Boston’s Subway: From First to Worst!
On September 1, 1897, America’s first subway opened in Boston, when a trolley disappeared underground at the corner of Arlington and Boylston streets and stopped at a station at the corner of Boylston and Tremont. (At left is a picture of a trial run the day before.)
On January 14, 2016, the Boston subway system recorded a very different milestone: The National Transit Database released data that showed the MBTA had 219 “major mechanical failures” in the year 2014. That’s the worst rate of breakdowns among all transit systems nationwide, and it’s four times the national average. Yikes.
The Red Sox went worst to first to worst in three seasons. What are the odds the MBTA climbs to first next year?
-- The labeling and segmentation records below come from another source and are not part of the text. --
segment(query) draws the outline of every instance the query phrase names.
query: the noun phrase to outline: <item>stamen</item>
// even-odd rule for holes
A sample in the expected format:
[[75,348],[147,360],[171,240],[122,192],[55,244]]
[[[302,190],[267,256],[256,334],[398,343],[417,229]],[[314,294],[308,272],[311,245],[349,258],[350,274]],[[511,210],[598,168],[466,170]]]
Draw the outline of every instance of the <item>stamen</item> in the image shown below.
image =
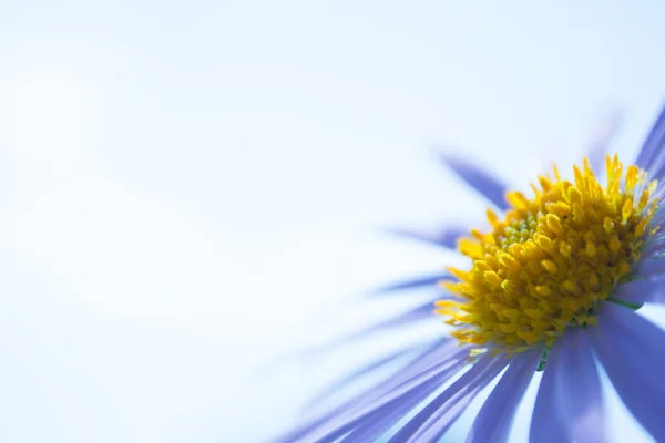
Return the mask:
[[515,353],[549,347],[569,328],[596,323],[598,303],[631,309],[636,303],[611,297],[631,278],[657,209],[654,184],[618,156],[605,159],[603,187],[589,162],[574,167],[574,183],[539,176],[534,196],[508,193],[503,216],[488,210],[489,233],[473,230],[459,248],[472,259],[470,270],[451,268],[457,282],[444,287],[461,301],[438,303],[438,313],[459,329],[462,343],[491,343],[493,351]]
As reported in The Boston Globe: MBTA spokesman Joe Pesaturo questioned the national figures, saying that “there is no uniform practice for reporting mechanical failures” to the National Transit Database. “What one rail service provider considers a failure, another one may not,” he said. He also said the agency would continue efforts to keep old trains and equipment from failing by either repairing or replacing them.
Also from the Globe:
The T’s light rail lines — the Green Line and Mattapan-Ashmont trolley — ranked third worst in terms of major mechanical system failures per train mile traveled among 23 light rail systems nationally, according to the 2014 National Transit Database, which is maintained by the Federal Transit Administration. The T’s heavy rail lines — the Red, Orange, and Blue — ranked as the sixth worst among 15 heavy rail systems nationally, the figures show. The commuter rail system ranked fifth worst among 24 commuter rail systems nationally in 2014, the latest year for which data was available.